Egal ob Sie abnehmen oder sich ausgewogener ernähren möchten: Das interaktive ErnährungsCoaching der Techniker Krankenkasse ist auf Ihre Bedürfnisse abgestimmt, inspiriert mit vielseitigen Rezepten und unterstützt Sie dabei, ein gesundes Essverhalten zu entwickeln – denn es kommt nicht nur auf die bloße Summe von Nährstoffen und Kilokalorien an, sondern auf das große Ganze.

Auch bei der holistischen Gesundheit geht es um einen ganzheitlichen Ansatz. Ein wichtiger Baustein in diesem Konzept ist die holistische Ernährung. Wie diese aussieht, lesen Sie im Live Smarter-Blog.

Was ist ein holistischer Ansatz?

Holistisch leitet sich von dem griechischen Begriff hólos ab, was „ganz“ bedeutet. Somit geht es in der holistischen Gesundheit darum, den Menschen in seiner Gesamtheit, also als Einheit von Körper, Geist und Seele wahrzunehmen. Ziel ist es, diese drei Ebenen in Balance zu bringen oder zu halten. Um das zu erreichen, gilt es alle Themen zu berücksichtigen, die das Leben direkt und indirekt beeinflussen. Darunter fallen unter anderem Bewegung, Schlafqualität, seelische Probleme, Stress, soziales Umfeld – und Ernährung.

Merke!
Holistisch bedeutet ganzheitlich. Dabei gilt es, den Menschen in seiner Gesamtheit zu sehen und verschiedene Faktoren zu berücksichtigen, damit das Gleichgewicht zwischen Körper, Geist und Seele wiederhergestellt wird oder erhalten bleibt.

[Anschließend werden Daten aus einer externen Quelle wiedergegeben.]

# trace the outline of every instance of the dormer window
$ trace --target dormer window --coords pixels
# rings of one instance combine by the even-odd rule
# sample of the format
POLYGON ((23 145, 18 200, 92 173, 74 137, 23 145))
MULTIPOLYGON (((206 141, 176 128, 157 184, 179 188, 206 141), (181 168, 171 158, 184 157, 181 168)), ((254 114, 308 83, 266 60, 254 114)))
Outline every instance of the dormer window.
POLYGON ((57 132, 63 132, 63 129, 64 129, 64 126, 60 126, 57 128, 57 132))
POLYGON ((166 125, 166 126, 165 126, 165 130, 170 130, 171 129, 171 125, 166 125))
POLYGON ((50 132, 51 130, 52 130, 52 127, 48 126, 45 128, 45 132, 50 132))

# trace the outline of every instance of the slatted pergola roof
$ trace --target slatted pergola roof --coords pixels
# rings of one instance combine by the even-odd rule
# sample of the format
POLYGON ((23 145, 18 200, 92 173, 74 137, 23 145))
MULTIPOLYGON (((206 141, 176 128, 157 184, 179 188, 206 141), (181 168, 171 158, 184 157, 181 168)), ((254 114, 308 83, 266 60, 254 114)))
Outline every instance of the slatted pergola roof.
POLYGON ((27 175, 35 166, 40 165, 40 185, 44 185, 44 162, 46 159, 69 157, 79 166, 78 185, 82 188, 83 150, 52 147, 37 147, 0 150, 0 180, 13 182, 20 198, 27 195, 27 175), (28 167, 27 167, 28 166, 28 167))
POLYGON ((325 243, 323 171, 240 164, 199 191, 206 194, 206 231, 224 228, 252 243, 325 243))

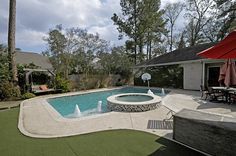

Was ist eine holistische Ernährung?

Die holistische Ernährung wird auch als ganzheitliche Ernährung bezeichnet, denn man konzentriert sich nicht nur auf Kilokalorien, Unverträglichkeiten oder bestimmte Laborwerte, sondern berücksichtigt ebenso persönliche Lebensumstände, Gewohnheiten, Vorlieben für oder Abneigungen gegen bestimmte Lebensmittel, deren Qualität und wie sie auf den Organismus wirken.

Da der Gesamtkontext berücksichtigt wird, ergeben sich für jeden Menschen andere Empfehlungen, Ratschläge oder Richtlinien. Das Gute ist: Mit diesem individuellen Ansatz ist es auch leichter, gesunde Gewohnheiten zu etablieren, mit denen das eigene Essverhalten langfristig umgestellt werden kann. Gleichzeitig werden neue Wege und naturheilkundliche Maßnahmen aufgezeigt, damit Betroffene wieder in ihr natürliches Gleichgewicht finden können. 

Merke!
Die holistische Ernährung hat einen ganzheitlichen Ansatz und stimmt das Essen auf die individuellen Bedürfnisse ab. Zudem wird die Qualität der Lebensmittel berücksichtigt und wie sie auf den Körper wirken.

9 Grundsätze der holistischen Ernährung

Obwohl die ganzheitliche Ernährung jeden Menschen individuell betrachtet, gibt es dennoch ein paar Prinzipien, an denen Sie sich orientieren können, um die Harmonie im Körper wiederherzustellen: 

1. Lebensenergie tanken

In der holistischen Ernährung wird zwischen Lebensmitteln und Nahrungsmitteln unterschieden: Lebensmittel sind nahezu unverarbeitet und können daher ihre Lebensenergie auf den Menschen übertragen. Hierzu zählen Früchte, Gemüse, Ölsaaten und Salate, aber auch Rohmilchprodukte, rohe Eier und schonend Selbstgekochtes. Dagegen sind Nahrungsmittel solche Produkte, die durch industrielle Ver- und Bearbeitungsmethoden ihre Lebensenergie verloren haben. Vermeiden Sie darum Fertiggerichte und verzehren Sie mindestens einen Teil der täglichen Mahlzeiten in Form von Rohkost.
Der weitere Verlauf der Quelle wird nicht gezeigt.